Cocktails cost around $4 (so that's $2 each in happy hour) and main meals around $7.
A short cycle out of town and situated next door to Dorsu’s production studio, Cafe Espresso is a seriously cool warehouse roastery serving tasty brunches (I recommend the Kampot blini). Service is laid back so don't go if you are in a rush.
Breakfast is around $5 brekkie, and around $2 for their famous Kampot salted caramel shake
Epic Arts Café
An organisation that champions equal working opportunities, employing those with hearing or physical disabilities, this place is a real treat. They serve heavily-laden bagels, paninis and cakes, along with some more traditional Cambodian dishes.
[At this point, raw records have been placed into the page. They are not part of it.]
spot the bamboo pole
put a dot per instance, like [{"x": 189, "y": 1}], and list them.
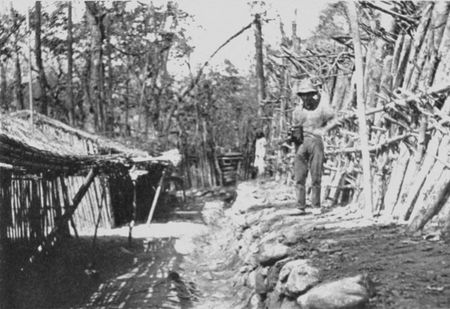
[
  {"x": 53, "y": 235},
  {"x": 30, "y": 78},
  {"x": 5, "y": 204},
  {"x": 155, "y": 198},
  {"x": 367, "y": 185}
]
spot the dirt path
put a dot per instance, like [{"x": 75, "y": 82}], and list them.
[{"x": 201, "y": 259}]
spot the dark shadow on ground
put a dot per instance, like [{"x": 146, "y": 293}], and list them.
[
  {"x": 410, "y": 272},
  {"x": 114, "y": 275}
]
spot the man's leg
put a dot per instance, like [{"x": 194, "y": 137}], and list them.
[
  {"x": 316, "y": 165},
  {"x": 300, "y": 173}
]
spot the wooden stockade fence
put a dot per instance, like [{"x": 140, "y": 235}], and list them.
[
  {"x": 58, "y": 180},
  {"x": 406, "y": 92}
]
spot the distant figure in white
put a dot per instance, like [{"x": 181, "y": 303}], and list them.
[{"x": 260, "y": 153}]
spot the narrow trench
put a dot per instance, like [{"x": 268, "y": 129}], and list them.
[{"x": 207, "y": 254}]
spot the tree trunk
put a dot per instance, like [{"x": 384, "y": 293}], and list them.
[
  {"x": 419, "y": 38},
  {"x": 70, "y": 65},
  {"x": 43, "y": 85},
  {"x": 407, "y": 202},
  {"x": 18, "y": 94},
  {"x": 396, "y": 180},
  {"x": 95, "y": 19},
  {"x": 398, "y": 70},
  {"x": 3, "y": 87},
  {"x": 261, "y": 84},
  {"x": 363, "y": 134},
  {"x": 436, "y": 191}
]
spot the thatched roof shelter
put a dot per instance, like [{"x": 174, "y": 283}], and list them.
[{"x": 48, "y": 147}]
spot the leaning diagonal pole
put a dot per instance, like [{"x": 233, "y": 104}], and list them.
[
  {"x": 155, "y": 198},
  {"x": 367, "y": 184}
]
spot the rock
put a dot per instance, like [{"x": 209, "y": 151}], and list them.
[
  {"x": 293, "y": 236},
  {"x": 289, "y": 304},
  {"x": 270, "y": 252},
  {"x": 296, "y": 277},
  {"x": 212, "y": 211},
  {"x": 327, "y": 245},
  {"x": 260, "y": 282},
  {"x": 274, "y": 272},
  {"x": 275, "y": 300},
  {"x": 347, "y": 293},
  {"x": 251, "y": 280}
]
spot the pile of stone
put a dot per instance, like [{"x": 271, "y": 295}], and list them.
[{"x": 275, "y": 256}]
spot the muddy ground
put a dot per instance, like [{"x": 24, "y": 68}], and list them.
[{"x": 186, "y": 261}]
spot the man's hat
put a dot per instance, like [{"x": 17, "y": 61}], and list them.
[{"x": 305, "y": 86}]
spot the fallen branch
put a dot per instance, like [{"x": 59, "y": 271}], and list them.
[
  {"x": 390, "y": 12},
  {"x": 371, "y": 148}
]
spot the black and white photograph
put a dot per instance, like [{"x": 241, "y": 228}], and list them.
[{"x": 224, "y": 154}]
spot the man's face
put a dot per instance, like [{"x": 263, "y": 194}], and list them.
[{"x": 310, "y": 100}]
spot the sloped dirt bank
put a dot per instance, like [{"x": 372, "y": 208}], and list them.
[
  {"x": 241, "y": 261},
  {"x": 256, "y": 253}
]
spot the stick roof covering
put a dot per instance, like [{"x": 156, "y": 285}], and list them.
[{"x": 37, "y": 150}]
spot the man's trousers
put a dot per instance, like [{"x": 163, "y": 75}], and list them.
[{"x": 309, "y": 156}]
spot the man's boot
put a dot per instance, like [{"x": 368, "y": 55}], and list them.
[
  {"x": 315, "y": 196},
  {"x": 301, "y": 197}
]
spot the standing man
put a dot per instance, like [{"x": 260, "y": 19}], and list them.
[
  {"x": 314, "y": 116},
  {"x": 260, "y": 153}
]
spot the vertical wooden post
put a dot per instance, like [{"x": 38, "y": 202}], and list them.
[
  {"x": 133, "y": 213},
  {"x": 259, "y": 64},
  {"x": 30, "y": 78},
  {"x": 5, "y": 203},
  {"x": 70, "y": 64},
  {"x": 363, "y": 134}
]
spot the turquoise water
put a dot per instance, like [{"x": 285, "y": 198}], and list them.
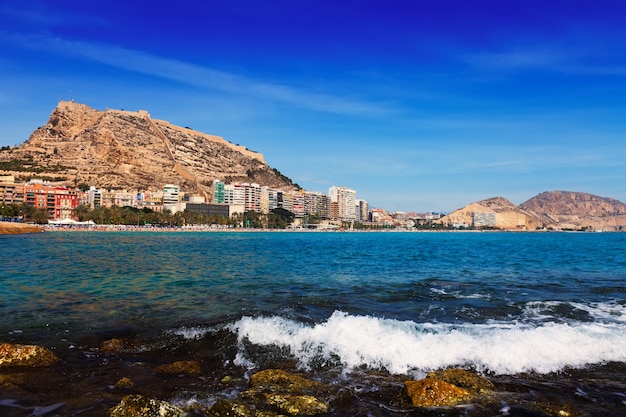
[{"x": 506, "y": 304}]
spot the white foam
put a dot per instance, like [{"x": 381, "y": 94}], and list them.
[{"x": 406, "y": 347}]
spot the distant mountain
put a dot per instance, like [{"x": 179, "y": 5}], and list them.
[
  {"x": 553, "y": 209},
  {"x": 577, "y": 210},
  {"x": 129, "y": 150},
  {"x": 506, "y": 214}
]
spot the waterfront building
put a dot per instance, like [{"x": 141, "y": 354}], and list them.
[
  {"x": 269, "y": 199},
  {"x": 316, "y": 204},
  {"x": 285, "y": 201},
  {"x": 345, "y": 199},
  {"x": 234, "y": 194},
  {"x": 297, "y": 204},
  {"x": 65, "y": 201},
  {"x": 363, "y": 208},
  {"x": 59, "y": 202},
  {"x": 209, "y": 209},
  {"x": 119, "y": 198},
  {"x": 94, "y": 197},
  {"x": 171, "y": 196},
  {"x": 10, "y": 191},
  {"x": 218, "y": 192}
]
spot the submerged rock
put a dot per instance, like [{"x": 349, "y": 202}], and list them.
[
  {"x": 297, "y": 405},
  {"x": 112, "y": 345},
  {"x": 447, "y": 387},
  {"x": 430, "y": 392},
  {"x": 140, "y": 406},
  {"x": 282, "y": 380},
  {"x": 470, "y": 381},
  {"x": 25, "y": 355},
  {"x": 179, "y": 368},
  {"x": 228, "y": 408},
  {"x": 286, "y": 393},
  {"x": 124, "y": 383}
]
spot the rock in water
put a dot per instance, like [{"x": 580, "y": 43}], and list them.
[
  {"x": 429, "y": 392},
  {"x": 140, "y": 406},
  {"x": 25, "y": 355},
  {"x": 470, "y": 381},
  {"x": 179, "y": 368}
]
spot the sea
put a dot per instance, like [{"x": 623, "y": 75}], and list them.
[{"x": 542, "y": 315}]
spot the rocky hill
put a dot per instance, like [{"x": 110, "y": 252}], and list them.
[
  {"x": 505, "y": 215},
  {"x": 129, "y": 150},
  {"x": 577, "y": 210},
  {"x": 553, "y": 209}
]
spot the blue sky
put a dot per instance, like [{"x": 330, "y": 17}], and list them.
[{"x": 418, "y": 105}]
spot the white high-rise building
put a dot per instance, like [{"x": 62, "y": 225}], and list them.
[{"x": 345, "y": 198}]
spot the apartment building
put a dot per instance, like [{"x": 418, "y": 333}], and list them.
[{"x": 345, "y": 199}]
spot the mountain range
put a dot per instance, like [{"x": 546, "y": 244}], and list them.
[
  {"x": 550, "y": 209},
  {"x": 119, "y": 149}
]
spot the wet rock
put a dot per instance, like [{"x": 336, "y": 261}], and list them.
[
  {"x": 140, "y": 406},
  {"x": 25, "y": 355},
  {"x": 228, "y": 408},
  {"x": 179, "y": 368},
  {"x": 470, "y": 381},
  {"x": 112, "y": 345},
  {"x": 286, "y": 393},
  {"x": 297, "y": 405},
  {"x": 430, "y": 392},
  {"x": 282, "y": 380},
  {"x": 124, "y": 383}
]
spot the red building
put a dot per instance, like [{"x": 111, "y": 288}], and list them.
[{"x": 59, "y": 202}]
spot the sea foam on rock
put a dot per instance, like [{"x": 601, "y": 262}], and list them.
[
  {"x": 141, "y": 406},
  {"x": 25, "y": 355},
  {"x": 275, "y": 390},
  {"x": 446, "y": 387}
]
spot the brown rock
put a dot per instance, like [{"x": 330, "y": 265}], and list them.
[
  {"x": 140, "y": 406},
  {"x": 124, "y": 383},
  {"x": 297, "y": 405},
  {"x": 228, "y": 408},
  {"x": 472, "y": 382},
  {"x": 112, "y": 345},
  {"x": 179, "y": 368},
  {"x": 430, "y": 392},
  {"x": 286, "y": 393},
  {"x": 25, "y": 355},
  {"x": 281, "y": 379}
]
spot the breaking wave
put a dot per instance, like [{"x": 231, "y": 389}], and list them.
[{"x": 409, "y": 347}]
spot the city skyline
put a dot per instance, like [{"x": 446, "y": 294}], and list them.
[{"x": 420, "y": 106}]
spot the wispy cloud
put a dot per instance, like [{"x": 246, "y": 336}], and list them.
[{"x": 198, "y": 75}]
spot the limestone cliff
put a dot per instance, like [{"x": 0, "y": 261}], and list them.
[
  {"x": 506, "y": 214},
  {"x": 129, "y": 150},
  {"x": 576, "y": 210},
  {"x": 553, "y": 209}
]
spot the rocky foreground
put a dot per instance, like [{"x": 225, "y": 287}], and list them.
[{"x": 267, "y": 393}]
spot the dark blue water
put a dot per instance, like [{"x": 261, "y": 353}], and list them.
[{"x": 505, "y": 304}]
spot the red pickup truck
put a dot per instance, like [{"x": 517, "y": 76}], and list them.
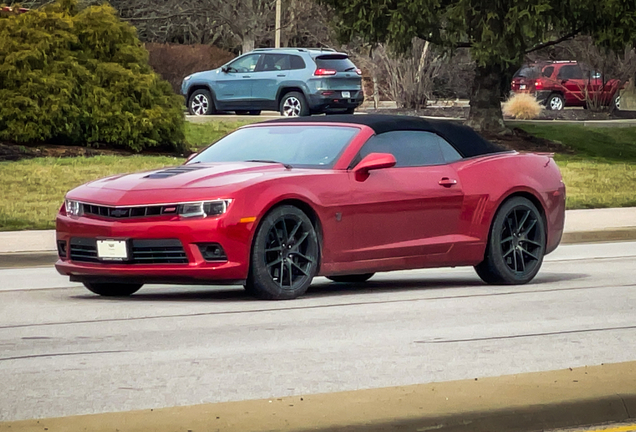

It also houses an art gallery and shop that sells jewellery and local crafts.
Their $4 bagels are a gorgeously messy knife and fork affair.
Where to stay
I stayed at… Mea Culpa
At $23 for a comfortable double room with wet-room style ensuite a ten minutes walk from the centre of town, these rooms are great value. I liaised with Ben over email to book my room and paid on check out. The wifi is great and there are free bicycles available.
I also recommend… Rikitikitavi
Home to an atmospheric bar and restaurant upstairs, this is arguably the best place to stay in town. With an enviable position on the river and swanky rooms, it's the ultimate upmarket option (rooms start at around $50 per night). If you can’t afford staying here, make sure you visit for a happy hour cocktail or dinner!
The backpacker favourites…
From Sihanoukville, expect a minibus to take around 3 hours and cost in the region of $7. There are around 3 - 6 departures a day depending on the season - your guesthouse should be able to help you book your bus ticket.
To get to or from Kep, take a tuk tuk for between $10 and $15 one way, depending on the time of day. It can be a dusty 45-minute journey so bring a scarf and sunglasses to protect your eyes!
From Phnomh Penh, coaches and minibuses cost between $8 and $10, the latter of which usually pick you up from your accommodation. They tend to take around 4 hours.